I will mention a remarkable example illustrating this point. Not rarely, when the west wind is blowing violently on the top of the Puy-de-Dôme, an east wind, blowing opposite to it, prevails at Clermont. Then an eddy is formed behind the plateau and the chain of puys that runs from north to south, a little west of Clermont. This eddy gradually becomes a vast whirlwind with a horizontal axis, several leagues long, a few kilometres wide, and seven hundred or eight hundred metres high. It commonly gives rise to an abundant and continuous formation of black clouds, which appear in an instant along its length, following its intersection with the upper current. The phenomenon is frequent, and is sometimes produced under very interesting conditions, as on a certain day when the temperature at Clermont was five degrees above zero, centigrade, while the hygrometer indicated that the air contained seven tenths of the quantity of vapor required for saturation. Under such conditions the temperature on the Puy-de-Dôme would have only had to be a very little above the freezing point for the vapor of the horizontal eddy to be transformed into rain on meeting the upper current coming from the west. Now, on the top of the mountain the thermometer marked 4°C. below the freezing point. Hence, every time the lower east wind increased a little, this having the effect of carrying the vapor and the air of the lower regions a little higher, the black clouds could be seen developing with a recrudescence of intensity. A few instants afterward a torrential rain fell at Clermont.
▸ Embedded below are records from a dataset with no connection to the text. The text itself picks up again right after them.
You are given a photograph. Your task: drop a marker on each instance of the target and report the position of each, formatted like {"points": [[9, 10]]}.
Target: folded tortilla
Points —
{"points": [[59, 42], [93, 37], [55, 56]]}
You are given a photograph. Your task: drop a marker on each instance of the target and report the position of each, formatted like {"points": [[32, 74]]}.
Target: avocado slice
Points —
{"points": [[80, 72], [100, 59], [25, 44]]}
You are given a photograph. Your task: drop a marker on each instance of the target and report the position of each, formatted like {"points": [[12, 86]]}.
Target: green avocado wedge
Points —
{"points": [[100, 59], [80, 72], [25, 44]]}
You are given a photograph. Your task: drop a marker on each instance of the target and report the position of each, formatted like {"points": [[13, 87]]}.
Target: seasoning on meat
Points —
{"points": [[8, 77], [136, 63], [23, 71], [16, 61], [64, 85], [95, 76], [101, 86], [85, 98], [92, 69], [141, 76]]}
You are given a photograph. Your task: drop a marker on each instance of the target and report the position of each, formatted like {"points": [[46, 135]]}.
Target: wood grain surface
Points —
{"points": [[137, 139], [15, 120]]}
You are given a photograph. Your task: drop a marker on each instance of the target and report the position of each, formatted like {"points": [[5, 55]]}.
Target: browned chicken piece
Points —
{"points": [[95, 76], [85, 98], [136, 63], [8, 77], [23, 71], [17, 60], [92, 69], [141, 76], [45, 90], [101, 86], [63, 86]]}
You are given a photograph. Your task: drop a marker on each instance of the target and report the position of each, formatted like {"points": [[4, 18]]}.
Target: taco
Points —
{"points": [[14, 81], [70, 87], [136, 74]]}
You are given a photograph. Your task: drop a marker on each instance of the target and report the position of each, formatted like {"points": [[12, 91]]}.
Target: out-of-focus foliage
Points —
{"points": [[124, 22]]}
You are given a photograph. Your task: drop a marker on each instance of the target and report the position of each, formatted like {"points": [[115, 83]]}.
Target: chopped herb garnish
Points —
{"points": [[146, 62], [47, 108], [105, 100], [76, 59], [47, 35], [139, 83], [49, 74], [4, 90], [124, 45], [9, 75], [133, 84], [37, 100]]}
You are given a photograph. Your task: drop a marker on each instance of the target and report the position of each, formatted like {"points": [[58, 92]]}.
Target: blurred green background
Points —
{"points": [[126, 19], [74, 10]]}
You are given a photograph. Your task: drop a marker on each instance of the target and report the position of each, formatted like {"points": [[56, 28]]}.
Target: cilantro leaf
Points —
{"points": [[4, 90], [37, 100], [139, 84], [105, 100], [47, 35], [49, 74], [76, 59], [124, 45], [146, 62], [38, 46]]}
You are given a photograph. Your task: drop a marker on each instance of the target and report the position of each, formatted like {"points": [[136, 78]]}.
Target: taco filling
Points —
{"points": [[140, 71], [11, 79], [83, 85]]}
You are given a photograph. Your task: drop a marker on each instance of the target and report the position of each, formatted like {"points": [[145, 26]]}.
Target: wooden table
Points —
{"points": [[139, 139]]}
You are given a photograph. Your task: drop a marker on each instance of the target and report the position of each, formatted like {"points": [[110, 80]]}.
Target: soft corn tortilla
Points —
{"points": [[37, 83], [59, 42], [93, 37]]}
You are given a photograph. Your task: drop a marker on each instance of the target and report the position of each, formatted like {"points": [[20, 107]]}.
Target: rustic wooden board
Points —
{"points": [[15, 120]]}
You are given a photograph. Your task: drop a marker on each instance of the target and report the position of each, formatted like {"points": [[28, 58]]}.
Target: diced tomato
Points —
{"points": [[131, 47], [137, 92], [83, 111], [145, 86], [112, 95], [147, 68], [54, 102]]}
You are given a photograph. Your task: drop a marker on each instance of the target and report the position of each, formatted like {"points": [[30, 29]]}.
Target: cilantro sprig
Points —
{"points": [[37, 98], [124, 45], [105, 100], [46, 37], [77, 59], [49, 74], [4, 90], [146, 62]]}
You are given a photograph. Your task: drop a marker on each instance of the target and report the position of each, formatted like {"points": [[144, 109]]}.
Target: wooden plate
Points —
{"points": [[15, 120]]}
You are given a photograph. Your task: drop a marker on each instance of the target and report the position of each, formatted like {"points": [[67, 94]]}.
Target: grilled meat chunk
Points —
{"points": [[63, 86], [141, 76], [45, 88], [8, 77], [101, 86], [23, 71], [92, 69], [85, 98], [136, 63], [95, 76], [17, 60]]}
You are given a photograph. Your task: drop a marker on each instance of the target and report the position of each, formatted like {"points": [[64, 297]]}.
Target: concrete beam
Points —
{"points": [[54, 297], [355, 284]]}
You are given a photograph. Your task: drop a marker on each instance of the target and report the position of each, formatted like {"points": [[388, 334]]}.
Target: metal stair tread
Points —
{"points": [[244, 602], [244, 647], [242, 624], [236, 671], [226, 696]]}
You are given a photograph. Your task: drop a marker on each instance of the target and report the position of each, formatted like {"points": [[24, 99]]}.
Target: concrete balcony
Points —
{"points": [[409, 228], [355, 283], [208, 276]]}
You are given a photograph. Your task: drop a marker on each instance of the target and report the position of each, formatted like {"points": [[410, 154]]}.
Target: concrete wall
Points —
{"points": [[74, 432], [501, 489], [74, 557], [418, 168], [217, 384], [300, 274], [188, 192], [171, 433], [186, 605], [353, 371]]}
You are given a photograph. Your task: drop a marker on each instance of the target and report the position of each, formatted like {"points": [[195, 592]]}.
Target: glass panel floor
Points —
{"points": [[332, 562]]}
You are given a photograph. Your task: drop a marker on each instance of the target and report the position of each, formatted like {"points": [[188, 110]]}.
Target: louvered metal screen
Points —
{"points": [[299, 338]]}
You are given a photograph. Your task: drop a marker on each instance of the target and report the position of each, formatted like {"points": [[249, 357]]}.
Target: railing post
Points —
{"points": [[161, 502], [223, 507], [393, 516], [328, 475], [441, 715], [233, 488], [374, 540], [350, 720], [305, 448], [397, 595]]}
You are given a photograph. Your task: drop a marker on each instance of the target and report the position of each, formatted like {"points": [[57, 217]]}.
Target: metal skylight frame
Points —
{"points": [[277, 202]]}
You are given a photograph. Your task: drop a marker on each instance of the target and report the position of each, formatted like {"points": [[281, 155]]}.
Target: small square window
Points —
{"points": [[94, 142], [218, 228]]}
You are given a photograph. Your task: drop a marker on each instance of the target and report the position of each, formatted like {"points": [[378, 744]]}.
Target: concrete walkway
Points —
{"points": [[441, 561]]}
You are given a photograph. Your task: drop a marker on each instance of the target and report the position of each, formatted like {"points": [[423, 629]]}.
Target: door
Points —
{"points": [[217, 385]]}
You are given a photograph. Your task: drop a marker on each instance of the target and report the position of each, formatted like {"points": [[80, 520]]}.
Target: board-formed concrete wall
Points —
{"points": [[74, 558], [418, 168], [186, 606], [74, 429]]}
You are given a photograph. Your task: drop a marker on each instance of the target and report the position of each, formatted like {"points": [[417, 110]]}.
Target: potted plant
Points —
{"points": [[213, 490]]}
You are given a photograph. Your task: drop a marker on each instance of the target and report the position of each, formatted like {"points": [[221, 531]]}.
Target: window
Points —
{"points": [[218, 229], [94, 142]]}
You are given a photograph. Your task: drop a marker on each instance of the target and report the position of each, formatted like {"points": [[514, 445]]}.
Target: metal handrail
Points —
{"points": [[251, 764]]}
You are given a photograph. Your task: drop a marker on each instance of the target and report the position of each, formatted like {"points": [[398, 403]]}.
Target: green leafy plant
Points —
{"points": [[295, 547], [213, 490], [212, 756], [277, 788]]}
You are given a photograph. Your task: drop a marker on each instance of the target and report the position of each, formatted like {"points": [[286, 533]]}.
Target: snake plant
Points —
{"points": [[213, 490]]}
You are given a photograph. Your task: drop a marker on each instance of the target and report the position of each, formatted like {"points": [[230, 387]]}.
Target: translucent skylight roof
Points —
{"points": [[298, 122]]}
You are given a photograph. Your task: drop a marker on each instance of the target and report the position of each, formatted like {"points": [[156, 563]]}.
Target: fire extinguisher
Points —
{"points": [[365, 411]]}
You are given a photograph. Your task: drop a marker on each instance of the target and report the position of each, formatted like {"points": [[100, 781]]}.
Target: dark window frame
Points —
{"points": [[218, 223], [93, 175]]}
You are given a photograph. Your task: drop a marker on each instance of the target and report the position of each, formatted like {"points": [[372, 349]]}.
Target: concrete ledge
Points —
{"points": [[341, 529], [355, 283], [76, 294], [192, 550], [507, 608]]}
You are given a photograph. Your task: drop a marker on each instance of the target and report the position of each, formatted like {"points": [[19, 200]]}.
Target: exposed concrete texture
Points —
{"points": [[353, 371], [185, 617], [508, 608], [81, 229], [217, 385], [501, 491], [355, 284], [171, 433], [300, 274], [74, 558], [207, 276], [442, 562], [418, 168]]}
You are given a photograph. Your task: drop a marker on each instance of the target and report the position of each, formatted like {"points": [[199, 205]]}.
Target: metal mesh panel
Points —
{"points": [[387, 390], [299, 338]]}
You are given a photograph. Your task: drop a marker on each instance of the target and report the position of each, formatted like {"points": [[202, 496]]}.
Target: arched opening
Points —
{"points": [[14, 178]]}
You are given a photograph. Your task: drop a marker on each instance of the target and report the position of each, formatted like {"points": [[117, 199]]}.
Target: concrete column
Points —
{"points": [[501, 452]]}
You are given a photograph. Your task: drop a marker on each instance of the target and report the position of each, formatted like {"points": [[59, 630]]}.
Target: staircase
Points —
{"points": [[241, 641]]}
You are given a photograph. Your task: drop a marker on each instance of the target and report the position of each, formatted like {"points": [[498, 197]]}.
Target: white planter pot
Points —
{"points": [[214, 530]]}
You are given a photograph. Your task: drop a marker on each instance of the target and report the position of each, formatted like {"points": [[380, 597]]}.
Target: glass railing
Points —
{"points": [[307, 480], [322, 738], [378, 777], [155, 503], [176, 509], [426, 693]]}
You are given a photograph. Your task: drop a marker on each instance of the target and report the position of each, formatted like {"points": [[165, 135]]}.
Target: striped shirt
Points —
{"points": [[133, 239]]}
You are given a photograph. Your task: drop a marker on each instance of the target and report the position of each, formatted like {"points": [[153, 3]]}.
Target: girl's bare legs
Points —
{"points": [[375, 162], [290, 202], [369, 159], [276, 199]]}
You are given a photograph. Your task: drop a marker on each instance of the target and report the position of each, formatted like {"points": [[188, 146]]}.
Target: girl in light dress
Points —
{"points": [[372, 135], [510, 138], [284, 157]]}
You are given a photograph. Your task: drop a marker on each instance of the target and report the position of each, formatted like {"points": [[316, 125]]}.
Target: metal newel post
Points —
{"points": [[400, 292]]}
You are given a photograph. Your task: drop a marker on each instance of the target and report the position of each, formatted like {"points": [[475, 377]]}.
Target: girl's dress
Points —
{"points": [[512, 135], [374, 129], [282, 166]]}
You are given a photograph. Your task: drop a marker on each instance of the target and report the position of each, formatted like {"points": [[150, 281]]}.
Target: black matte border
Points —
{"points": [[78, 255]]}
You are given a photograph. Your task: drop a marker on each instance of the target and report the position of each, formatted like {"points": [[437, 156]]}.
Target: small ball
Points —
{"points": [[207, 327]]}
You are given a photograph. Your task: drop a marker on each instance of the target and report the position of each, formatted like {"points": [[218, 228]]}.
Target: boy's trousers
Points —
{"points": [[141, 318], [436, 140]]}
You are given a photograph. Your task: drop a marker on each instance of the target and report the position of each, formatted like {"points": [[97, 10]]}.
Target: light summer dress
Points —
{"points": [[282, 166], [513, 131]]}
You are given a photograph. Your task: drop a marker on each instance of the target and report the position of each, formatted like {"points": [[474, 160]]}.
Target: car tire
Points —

In some cases—and such frequently occur in summer—the mingling of strata of air of different temperatures is effected by ascending currents. The sky is clear; the moist air in contact with the soil is warmed under the action of the sun, rises, and more or less quickly reaches a much colder stratum. Light mists are formed; they may frequently be seen rising and spreading out over the warmer or moister spots. On the flanks of the Puy-de-Dôme one may often find himself among ascending currents of this sort which succeed one another intermittingly when the air is calm, after a rain; they rise with a velocity of four or five metres at least per second.